La teoría de San Agustín sobre la gracia se armoniza maravillosamente con el antiguo método de oración que libra a las almas a los impulsos del zéfiro de la operación divina. Por el contrario, ella se armoniza mucho menos felizmente con la “meditación” de San Ignacio, preparada, rígida y “voluntaria”. La Regla de San Benito está atravesada por un soplo de teología agustiniana. Pero sería falso si se estableciera una oposición propiamente dicha entre la oración antigua y la espiritualidad litúrgica por una parte, y la teología molinista por la otra.*
Nos parece que esta teología -la molinista- está en conexión directa con los Ejercicios de San Ignacio. La expresión id quod volo (aquello que quiero), que suena a todo lo largo de los Ejercicios como las espuelas del caballero suenan sobre los adoquines, es muy elocuente. San Ignacio nunca desarrolló una teoría personal sobre la gracia. Su genio permaneció ordenado hacia la práctica al mismo tiempo que hacia la piedad.

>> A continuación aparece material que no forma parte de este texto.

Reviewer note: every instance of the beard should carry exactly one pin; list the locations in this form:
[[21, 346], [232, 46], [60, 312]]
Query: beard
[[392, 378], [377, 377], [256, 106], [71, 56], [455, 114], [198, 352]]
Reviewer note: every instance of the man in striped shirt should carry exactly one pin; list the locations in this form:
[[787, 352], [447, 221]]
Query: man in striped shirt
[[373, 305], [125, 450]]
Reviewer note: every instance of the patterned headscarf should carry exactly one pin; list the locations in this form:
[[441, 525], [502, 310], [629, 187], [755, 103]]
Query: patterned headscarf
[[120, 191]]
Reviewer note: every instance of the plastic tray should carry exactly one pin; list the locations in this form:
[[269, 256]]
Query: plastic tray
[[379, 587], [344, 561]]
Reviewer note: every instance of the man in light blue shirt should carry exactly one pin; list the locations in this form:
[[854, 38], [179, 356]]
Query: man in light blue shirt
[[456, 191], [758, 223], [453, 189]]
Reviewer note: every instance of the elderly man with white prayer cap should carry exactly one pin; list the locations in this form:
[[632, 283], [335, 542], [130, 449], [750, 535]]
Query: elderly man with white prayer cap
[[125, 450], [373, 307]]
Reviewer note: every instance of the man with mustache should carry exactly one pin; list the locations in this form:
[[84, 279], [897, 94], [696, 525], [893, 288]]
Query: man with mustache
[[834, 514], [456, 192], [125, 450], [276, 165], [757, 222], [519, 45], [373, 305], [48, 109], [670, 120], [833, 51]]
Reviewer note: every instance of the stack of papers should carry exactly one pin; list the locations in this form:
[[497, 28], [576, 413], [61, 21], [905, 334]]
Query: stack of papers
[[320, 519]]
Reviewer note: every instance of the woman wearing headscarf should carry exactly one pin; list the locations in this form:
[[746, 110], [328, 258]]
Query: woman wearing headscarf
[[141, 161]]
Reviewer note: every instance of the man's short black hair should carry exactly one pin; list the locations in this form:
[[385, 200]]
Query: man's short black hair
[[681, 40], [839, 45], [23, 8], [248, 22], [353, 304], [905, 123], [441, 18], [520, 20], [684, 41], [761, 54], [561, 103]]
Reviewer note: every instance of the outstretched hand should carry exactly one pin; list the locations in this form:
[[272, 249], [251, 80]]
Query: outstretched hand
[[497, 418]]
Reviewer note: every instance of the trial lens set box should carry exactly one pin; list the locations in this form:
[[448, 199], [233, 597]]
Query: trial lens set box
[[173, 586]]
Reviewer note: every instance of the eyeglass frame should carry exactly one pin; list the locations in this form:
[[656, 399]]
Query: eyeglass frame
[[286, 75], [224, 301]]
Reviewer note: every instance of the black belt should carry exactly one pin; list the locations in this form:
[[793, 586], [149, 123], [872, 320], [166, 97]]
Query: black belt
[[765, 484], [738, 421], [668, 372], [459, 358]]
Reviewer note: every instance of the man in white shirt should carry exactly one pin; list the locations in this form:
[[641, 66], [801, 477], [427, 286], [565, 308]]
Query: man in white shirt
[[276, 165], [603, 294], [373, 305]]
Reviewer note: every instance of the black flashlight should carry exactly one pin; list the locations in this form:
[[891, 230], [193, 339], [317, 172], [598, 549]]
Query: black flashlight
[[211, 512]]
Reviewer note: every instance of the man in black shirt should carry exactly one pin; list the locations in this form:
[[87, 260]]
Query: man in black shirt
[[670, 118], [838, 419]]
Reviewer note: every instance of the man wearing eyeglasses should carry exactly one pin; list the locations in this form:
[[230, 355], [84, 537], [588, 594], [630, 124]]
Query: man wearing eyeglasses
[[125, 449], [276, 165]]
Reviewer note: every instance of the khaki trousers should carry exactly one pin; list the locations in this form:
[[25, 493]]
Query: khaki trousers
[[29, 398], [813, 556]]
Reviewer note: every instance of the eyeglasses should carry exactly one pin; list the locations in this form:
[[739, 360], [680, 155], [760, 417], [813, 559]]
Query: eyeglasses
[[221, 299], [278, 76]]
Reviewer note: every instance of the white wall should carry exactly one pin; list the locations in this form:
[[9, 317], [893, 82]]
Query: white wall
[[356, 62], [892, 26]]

Pero es difícil no adherir a la siguiente impresión: la teología molinista surgió propiamente de un manual de espiritualidad y de ascesis escrito por el fundador de la Compañía de Jesús. Teología y manual se dan la mano, en un acuerdo perfecto, para reaccionar contra el protestantismo.
* El molinismo hace referencia a la doctrina de Luis de Molina, teólogo de la Compañía de Jesús del siglo XVI que participó, contra los dominicos, en la famosa controversia de auxiliis. Su postura buscaba privilegiar la libertad y la voluntad del hombre en el proceso de salvación frente a la gratuidad de la gracia de Dios. Además, es uno de los padres de las democracias liberales contemporáneas ya que Luis de Molina afirmó que el poder no reside en el gobernante, que no es más que un administrador, sino en el conjunto de los administrados, o de los ciudadanos considerados individualmente, adelantándose así a los postulados sobre la libertad de pensadores de los siglos posteriores.